On Thu, May 29, 2025 at 4:56 PM Hu, Lin1 <lin1...@intel.com> wrote:
>
> Hi,
>
> The patch aims to optimize
>          movb    (%rdi), %al
>          movq    %rdi, %rbx
>          xorl    %esi, %eax, %edx
>          movb    %dl, (%rdi)
>          cmpb    %sil, %al
>          jne
> to
>          xorb    %sil, (%rdi)
>          movq    %rdi, %rbx
>          jne
>
> Reduce 2 mov and 1 cmp instructions.
>
> Due to APX NDD allowing the dest register and source register to be different,
> some original peephole2 are invalid. Add new peephole2 patterns for APX NDD.
>
> Bootstrapped and regtested on x86_64-linux-pc-gnu, OK for trunk?
Ok.
>
> BRs,
> Lin
>
> gcc/ChangeLog:
>
>         * config/i386/i386.md (define_peephole2): Define some new peephole2 
> for
>         APX NDD.
>
> gcc/testsuite/ChangeLog:
>
>         * gcc.target/i386/pr49095-2.c: New test.
> ---
>  gcc/config/i386/i386.md                   | 135 ++++++++++++++++++++++
>  gcc/testsuite/gcc.target/i386/pr49095-2.c |  73 ++++++++++++
>  2 files changed, 208 insertions(+)
>  create mode 100644 gcc/testsuite/gcc.target/i386/pr49095-2.c
>
> diff --git a/gcc/config/i386/i386.md b/gcc/config/i386/i386.md
> index b7a18d583da..398cdf447b3 100644
> --- a/gcc/config/i386/i386.md
> +++ b/gcc/config/i386/i386.md
> @@ -28212,6 +28212,41 @@ (define_peephole2
>                        const0_rtx);
>  })
>
> +;; For APX NDD PLUS/MINUS/LOGIC
> +;; Like cmpelim optimized pattern.
> +;; Reduce an extra mov instruction like
> +;; decl (%rdi), %eax
> +;; mov %eax, (%rdi)
> +;; to
> +;; decl (%rdi)
> +(define_peephole2
> +  [(parallel [(set (reg FLAGS_REG)
> +                  (compare (match_operator:SWI 2 "plusminuslogic_operator"

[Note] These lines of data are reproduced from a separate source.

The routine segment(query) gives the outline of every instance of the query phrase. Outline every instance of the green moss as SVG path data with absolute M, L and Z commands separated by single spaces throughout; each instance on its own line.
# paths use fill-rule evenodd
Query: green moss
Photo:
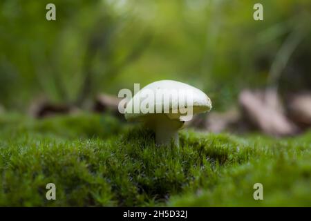
M 0 126 L 1 206 L 311 205 L 311 133 L 182 131 L 177 148 L 109 116 L 10 117 Z M 46 199 L 49 182 L 56 200 Z M 253 198 L 256 182 L 263 200 Z

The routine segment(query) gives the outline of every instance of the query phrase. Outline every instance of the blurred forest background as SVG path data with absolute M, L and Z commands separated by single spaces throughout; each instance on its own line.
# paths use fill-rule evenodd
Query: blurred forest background
M 311 88 L 310 0 L 54 0 L 56 21 L 48 3 L 0 1 L 0 113 L 42 97 L 90 110 L 99 94 L 164 79 L 202 89 L 220 113 L 245 89 L 288 103 Z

> +                             [(match_operand:SWI 0 "memory_operand")
> +                              (match_operand:SWI 1 "<nonmemory_operand>")])
> +                           (const_int 0)))
> +             (set (match_operand:SWI 3 "register_operand") (match_dup 2))])
> +   (set (match_dup 0) (match_dup 3))]
> +  "TARGET_APX_NDD
> +   && (TARGET_READ_MODIFY_WRITE || optimize_insn_for_size_p ())
> +   && peep2_reg_dead_p (2, operands[3])
> +   && !reg_overlap_mentioned_p (operands[3], operands[0])
> +   && ix86_match_ccmode (peep2_next_insn (0),
> +                        (GET_CODE (operands[2]) == PLUS
> +                         || GET_CODE (operands[2]) == MINUS)
> +                        ? CCGOCmode : CCNOmode)"
> +  [(parallel [(set (match_dup 4) (match_dup 6))
> +             (set (match_dup 0) (match_dup 5))])]
> +{
> +  operands[4] = SET_DEST (XVECEXP (PATTERN (peep2_next_insn (0)), 0, 0));
> +  operands[5]
> +    = gen_rtx_fmt_ee (GET_CODE (operands[2]), GET_MODE (operands[2]),
> +                     copy_rtx (operands[0]), operands[1]);
> +  operands[6]
> +    = gen_rtx_COMPARE (GET_MODE (operands[4]), copy_rtx (operands[5]),
> +                      const0_rtx);
> +})
> +
>  ;; Likewise for instances where we have a lea pattern.
>  (define_peephole2
>    [(set (match_operand:SWI 0 "register_operand")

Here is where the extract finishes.